Travel demand is booming, according to a pair of new reports – and that means airlines and hoteliers have little incentive to use price reductions as a way to stimulate business.
The International Air Transport Association – a trade group for the world’s airlines – said that global demand for air travel in 2015 jumped 6.5 percent over the previous year, a result that it said was the strongest since the world started pulling out of the Global Financial Crisis in 2010; that number was also well above the industry’s 10-year average growth rate of 5.5 percent.
IATA noted that after adjustments for the stronger U.S. dollar, worldwide air fares dropped by about 5 percent last year from 2014.

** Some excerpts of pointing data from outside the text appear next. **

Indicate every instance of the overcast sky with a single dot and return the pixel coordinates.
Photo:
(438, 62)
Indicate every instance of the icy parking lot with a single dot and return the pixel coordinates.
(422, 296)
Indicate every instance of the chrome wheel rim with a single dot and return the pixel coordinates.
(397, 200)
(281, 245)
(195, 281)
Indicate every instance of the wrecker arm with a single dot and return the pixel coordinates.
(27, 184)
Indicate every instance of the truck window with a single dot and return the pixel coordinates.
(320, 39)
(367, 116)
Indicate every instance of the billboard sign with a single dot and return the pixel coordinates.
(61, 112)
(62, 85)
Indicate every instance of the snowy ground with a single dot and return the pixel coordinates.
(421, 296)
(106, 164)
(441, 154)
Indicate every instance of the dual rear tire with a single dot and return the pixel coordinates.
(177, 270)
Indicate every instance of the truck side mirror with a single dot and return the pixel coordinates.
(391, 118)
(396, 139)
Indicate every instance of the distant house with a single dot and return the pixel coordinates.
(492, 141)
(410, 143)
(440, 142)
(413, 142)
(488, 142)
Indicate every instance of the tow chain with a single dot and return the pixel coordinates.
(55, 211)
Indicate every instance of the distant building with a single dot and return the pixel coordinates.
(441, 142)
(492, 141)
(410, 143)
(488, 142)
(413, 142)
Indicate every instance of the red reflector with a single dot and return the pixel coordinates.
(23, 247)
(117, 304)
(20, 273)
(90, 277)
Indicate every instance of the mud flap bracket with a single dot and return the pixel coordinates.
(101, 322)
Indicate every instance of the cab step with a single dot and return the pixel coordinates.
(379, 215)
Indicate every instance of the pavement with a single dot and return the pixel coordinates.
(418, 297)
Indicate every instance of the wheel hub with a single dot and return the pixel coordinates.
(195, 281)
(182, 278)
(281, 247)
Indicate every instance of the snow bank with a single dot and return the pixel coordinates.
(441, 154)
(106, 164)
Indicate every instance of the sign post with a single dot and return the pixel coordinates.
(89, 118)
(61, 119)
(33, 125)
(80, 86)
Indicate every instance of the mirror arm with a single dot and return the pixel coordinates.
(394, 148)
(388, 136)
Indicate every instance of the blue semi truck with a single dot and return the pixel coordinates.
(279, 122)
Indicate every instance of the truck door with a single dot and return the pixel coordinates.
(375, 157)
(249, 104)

Business people know that when demand outpaces supply, it puts upward pressure on prices. And that’s just what happened in the airline industry: While demand was up 6.5 percent, the number of available seat-miles operated by the world’s airlines last year rose only 5.6 percent over 2014. As a result, the industry’s load factor (i.e., percentage of seats filled) rose to a record level of 80 percent globally and to 85 percent in the US.
Meanwhile, road warriors who aren’t planning to trim their travel schedule this year should probably budget a bit more for hotel stays: In its latest forecast on the U.S. lodging industry, PwC US – which tracks industry metrics — said the country’s strong economic fundamentals are pointing to continued heavy demand for hotel rooms.
According to PwC’s analysis, the percentage of occupied rooms at U.S. hotels is expected to hit 65.7 percent this year. That’s up only two-tenths of a point from 2015, but it represents the highest occupancy rate the industry has seen since 1981.
If demand is surging, what about supply? The number of hotel rooms in the country is expected to increase in 2016, but only by a meager 1.9 percent, PwC said. As a result, it is forecasting a 5.2 percent increase this year in average daily room rates. And that’s coming on top of a 4.4 percent increase in 2015 over the previous year.
“We expect peak occupancy levels in select markets should give hotel operators the confidence to meaningfully increase average rates, although the strength of the US Dollar may have an impact, particularly on gateway markets,” PwC said.